La signalisation du récepteur Fas, activée par la liaison avec son ligand FasL, est principalement connue pour conduire à la mort de la cellule, mais elle entraine aussi, notamment dans un contexte cancéreux, sa prolifération ou sa migration. L'équipe d'Anne-Odile Hueber au sein de l'institut de biologie Valrose, révèle que le profil de phosphorylation de deux résidus tyrosine situés dans le domaine cytoplasmique de ce récepteur rend compte de cette différence de signalisation jusqu'alors incomprise. Cette étude, publiée dans la revue PLoS Biology, permetde proposer la détection du niveau de phosphorylation de Fas comme facteur prédictif de choix du traitement thérapeutique.
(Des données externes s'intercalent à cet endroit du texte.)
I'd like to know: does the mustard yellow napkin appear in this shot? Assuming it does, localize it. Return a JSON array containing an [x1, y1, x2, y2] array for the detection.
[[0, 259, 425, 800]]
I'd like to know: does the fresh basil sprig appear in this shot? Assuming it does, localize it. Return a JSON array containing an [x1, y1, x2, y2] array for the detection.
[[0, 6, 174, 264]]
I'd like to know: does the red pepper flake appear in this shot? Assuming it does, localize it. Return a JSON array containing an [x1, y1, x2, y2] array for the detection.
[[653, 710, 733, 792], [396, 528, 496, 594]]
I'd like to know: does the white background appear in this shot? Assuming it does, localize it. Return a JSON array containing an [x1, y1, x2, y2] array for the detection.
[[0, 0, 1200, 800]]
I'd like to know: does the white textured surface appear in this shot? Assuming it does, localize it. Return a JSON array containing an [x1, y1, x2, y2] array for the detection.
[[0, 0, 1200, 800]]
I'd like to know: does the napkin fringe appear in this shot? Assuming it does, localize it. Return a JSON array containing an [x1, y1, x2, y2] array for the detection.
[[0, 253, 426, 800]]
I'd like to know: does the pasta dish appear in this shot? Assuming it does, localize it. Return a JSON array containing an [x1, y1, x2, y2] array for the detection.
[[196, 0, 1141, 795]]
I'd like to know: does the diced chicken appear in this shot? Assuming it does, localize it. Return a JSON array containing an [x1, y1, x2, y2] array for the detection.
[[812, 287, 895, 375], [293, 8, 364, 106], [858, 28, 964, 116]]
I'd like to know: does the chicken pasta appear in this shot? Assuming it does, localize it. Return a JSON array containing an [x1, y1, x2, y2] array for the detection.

Le rôle du récepteur Fas (CD95/TNFRSF6) et de son ligand FasL (CD96L/TNFSF6) dans le contexte tumoral, bien que souvent étudié, restait encore très mal compris en raison de sa capacité de pouvoir inhiber la progression tumorale mais aussi, dans certaines circonstances, la promouvoir. En effet Le récepteur Fas, largement connu comme activateur d'une mort cellulaire par apoptose, peut aussi exercer un rôle dans la survie de la cellule conduisant à sa prolifération ou sa migration. Ces connaissances ont conduit à deux types de stratégies anti cancéreuses, l'une exploitant la fonction pro-apoptotique de Fas (APO010), l'autre inhibant sa fonction pro-survie (APG101). Cependant, aucun résultat ne permettait jusqu'à présent de comprendre comment un rôle de Fas est favorisé par rapport à l'autre, ce qui constituait un défi majeur dans les thérapies "Fas basées".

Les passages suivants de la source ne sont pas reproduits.